I received a call one night from Meher Baba’s nephew, Dara. He told me he was coming to Columbia. I asked him why. He said there was a close friend of the family living there named Janice Reiman. (Janice had helped take care of Meher Baba’s brother, Adi, at the end of his life. She now lives in India helping to take care of Bhau Kalchuri.)

I contacted Janice and we became friends, and we both got to spend time with Dara when he came to town.

But one day, Janice called me and asked if I would join her for a presentation on Meher Baba at the local Unitarian church. And when I agreed, she asked that I bring some of my books about Meher Baba, in case some people wanted to browse through them.

So of course, one of the books I brought was my autographed copy of Stay with God. And to my surprise, Janice brought the same book, along with several others.

When the event was over, I collected my books, and was walking through the parking lot, when it occurred to me to make sure I had the right copy of Stay with God. I surely didn’t want to lose my autographed copy.

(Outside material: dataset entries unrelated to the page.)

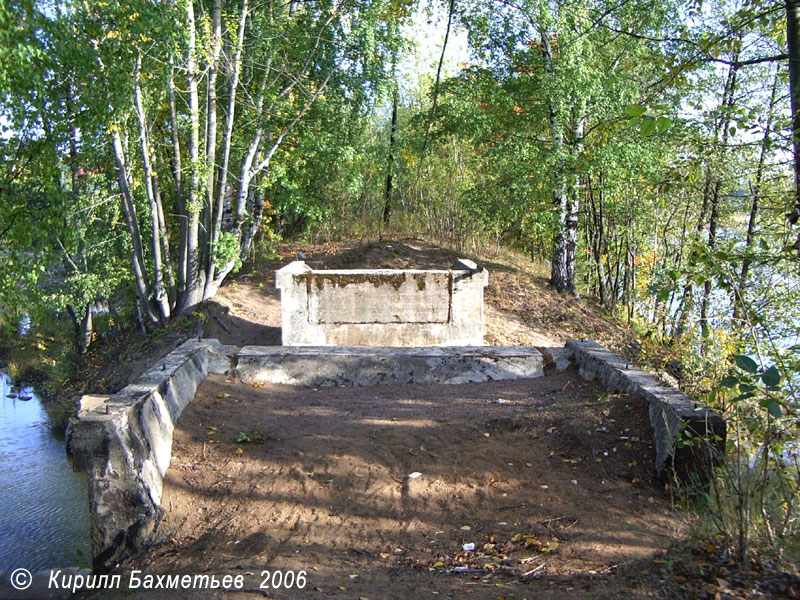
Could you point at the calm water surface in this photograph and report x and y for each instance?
(44, 505)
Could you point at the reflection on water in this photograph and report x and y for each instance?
(44, 506)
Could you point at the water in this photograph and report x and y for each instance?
(44, 505)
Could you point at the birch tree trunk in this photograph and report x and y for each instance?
(160, 295)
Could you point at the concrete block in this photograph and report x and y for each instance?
(382, 307)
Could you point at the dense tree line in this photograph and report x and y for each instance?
(644, 149)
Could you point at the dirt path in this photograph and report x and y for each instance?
(549, 478)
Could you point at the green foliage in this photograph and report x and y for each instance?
(227, 250)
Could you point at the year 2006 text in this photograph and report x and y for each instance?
(282, 579)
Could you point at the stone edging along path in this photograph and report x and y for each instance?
(124, 442)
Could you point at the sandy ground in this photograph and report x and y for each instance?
(374, 492)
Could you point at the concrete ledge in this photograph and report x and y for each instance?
(359, 366)
(124, 443)
(672, 413)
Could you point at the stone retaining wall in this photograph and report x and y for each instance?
(345, 366)
(124, 443)
(382, 307)
(688, 435)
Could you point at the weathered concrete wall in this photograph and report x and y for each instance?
(340, 366)
(672, 413)
(124, 443)
(382, 307)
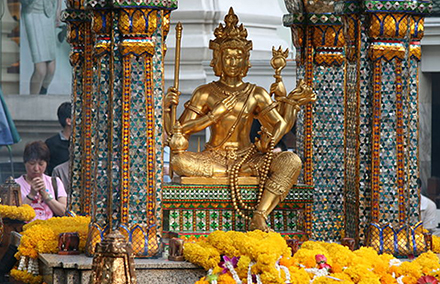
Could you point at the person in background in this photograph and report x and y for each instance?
(40, 20)
(41, 192)
(428, 212)
(59, 143)
(48, 197)
(62, 171)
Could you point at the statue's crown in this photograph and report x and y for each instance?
(230, 35)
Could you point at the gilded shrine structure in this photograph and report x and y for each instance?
(117, 58)
(360, 139)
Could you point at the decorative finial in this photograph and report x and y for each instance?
(230, 35)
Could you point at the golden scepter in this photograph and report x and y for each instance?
(173, 107)
(176, 71)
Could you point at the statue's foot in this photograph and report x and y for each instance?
(258, 222)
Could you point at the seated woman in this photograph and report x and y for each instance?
(37, 189)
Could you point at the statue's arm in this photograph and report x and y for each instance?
(269, 117)
(289, 106)
(199, 114)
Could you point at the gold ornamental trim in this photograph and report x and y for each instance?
(386, 50)
(137, 48)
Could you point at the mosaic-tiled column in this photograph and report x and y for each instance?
(126, 121)
(318, 38)
(79, 36)
(381, 114)
(352, 206)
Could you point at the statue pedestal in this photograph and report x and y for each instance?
(77, 269)
(194, 210)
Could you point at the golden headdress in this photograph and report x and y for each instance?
(230, 35)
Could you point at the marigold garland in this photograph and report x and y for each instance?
(26, 277)
(22, 213)
(41, 236)
(255, 257)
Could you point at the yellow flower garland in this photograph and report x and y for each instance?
(23, 213)
(262, 250)
(41, 236)
(26, 277)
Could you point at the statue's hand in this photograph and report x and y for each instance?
(223, 107)
(172, 97)
(302, 95)
(278, 89)
(263, 142)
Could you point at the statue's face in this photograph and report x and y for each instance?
(233, 61)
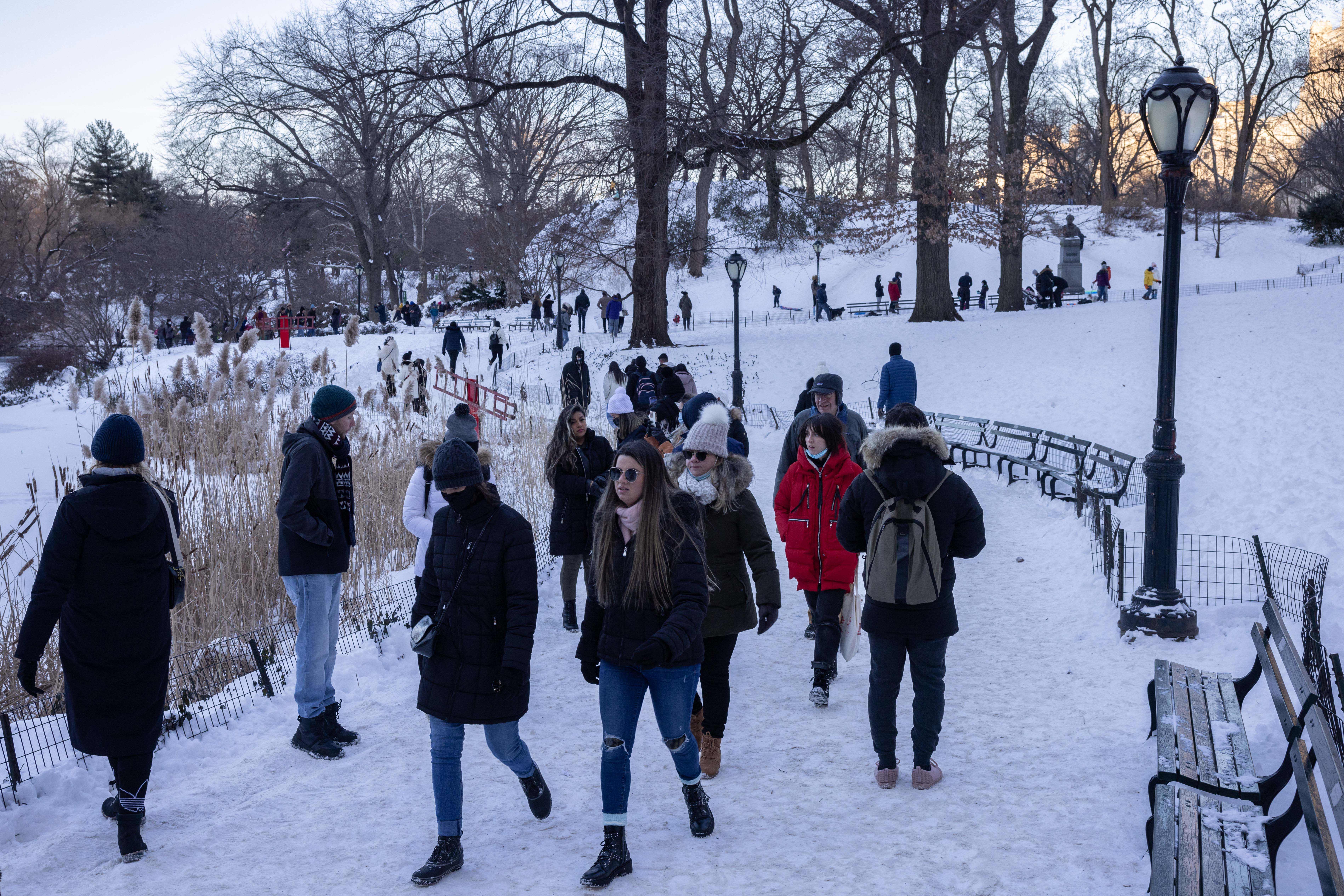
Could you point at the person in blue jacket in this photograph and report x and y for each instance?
(898, 382)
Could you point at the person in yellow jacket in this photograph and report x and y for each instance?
(1150, 279)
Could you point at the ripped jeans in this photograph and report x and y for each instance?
(622, 698)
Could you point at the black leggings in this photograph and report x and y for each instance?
(132, 774)
(714, 683)
(826, 616)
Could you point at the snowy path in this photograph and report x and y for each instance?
(1044, 748)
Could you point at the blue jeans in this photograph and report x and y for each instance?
(445, 756)
(318, 616)
(620, 699)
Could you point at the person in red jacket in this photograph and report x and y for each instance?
(806, 512)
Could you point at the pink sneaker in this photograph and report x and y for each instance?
(888, 777)
(921, 780)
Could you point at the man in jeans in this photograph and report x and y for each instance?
(909, 459)
(316, 511)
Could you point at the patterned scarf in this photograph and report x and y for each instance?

So I opened the book to make sure I had the right copy. It was autographed all right. But not by Francis Brabazon. It was autographed by Meher Baba. So like an honest autograph collector, I had to go back to Janice and exchange her Meher Baba autographed copy for my Francis Brabazon autographed copy — a painful but correct thing to do.

But back to Francis and why this book was so important to me. He wrote, in less than four paragraphs, words that set the course of my life in motion, about the hesitancy in Man to surrender to the God-Man, of self’s hesitancy to surrender to Self:

We have become cowards making out we are heroes. We demand proof that first, Self is One, that our brother is our brother; second, that an individual man can be the conscious totality of that Self; and third, that he whom others declare to be Him, is Him.

The first two proofs may be obtained by (1) an honest intellectual inquiry — as stated in the Katha Upanishad, “Go back from effect to cause until you are compelled to believe;” (2) a thorough examination of suffering and its causes — as recommended by Gotama Buddha; (3) practising renunciation of oneself as one is — as required by Jesus; (4) living the attributes of real humanity (trying to become a real human being) as demonstrated by Mohammed. The third proof rests upon the evidence of His authority and His works — the authority of love and the works of love. This proof must be sought personally in His presence.

We are required, paraphrasing the opening lines of Sankaracharya’s Viveka Chudmani, “to surrender ourselves to this One who is the end of all knowledge and its questing, the goal of all love and its suffering — the only Self, the Bliss.” But He, although the only one with real authority, unlike the authoritarians, demands nothing of us; we are left free to make the demand of ourselves — we may remain surrendered to our own inadequacy and futile aggressiveness or we may surrender to our own realized Completeness and Unity as manifested in Him; we may retain our hardness of separate identification or willingly dissolve ourselves in our own Being of Love.

“The Ocean becomes drop. The drop-becoming-Ocean has to drown itself in itself to realize that it always was the Ocean.”

In hindsight, I realize that even though I don’t have the Meher Baba’s autographed copy of Stay with God, he gave me something much more valuable. He gave me his presence and a drop of His bliss, and the conviction that He is the Ancient One, the Avatar, God in human form. He is Infinite Love, and as the late singer-song writer Bob Brown used to sing to Him: “You are so close, you make my breath seem far.”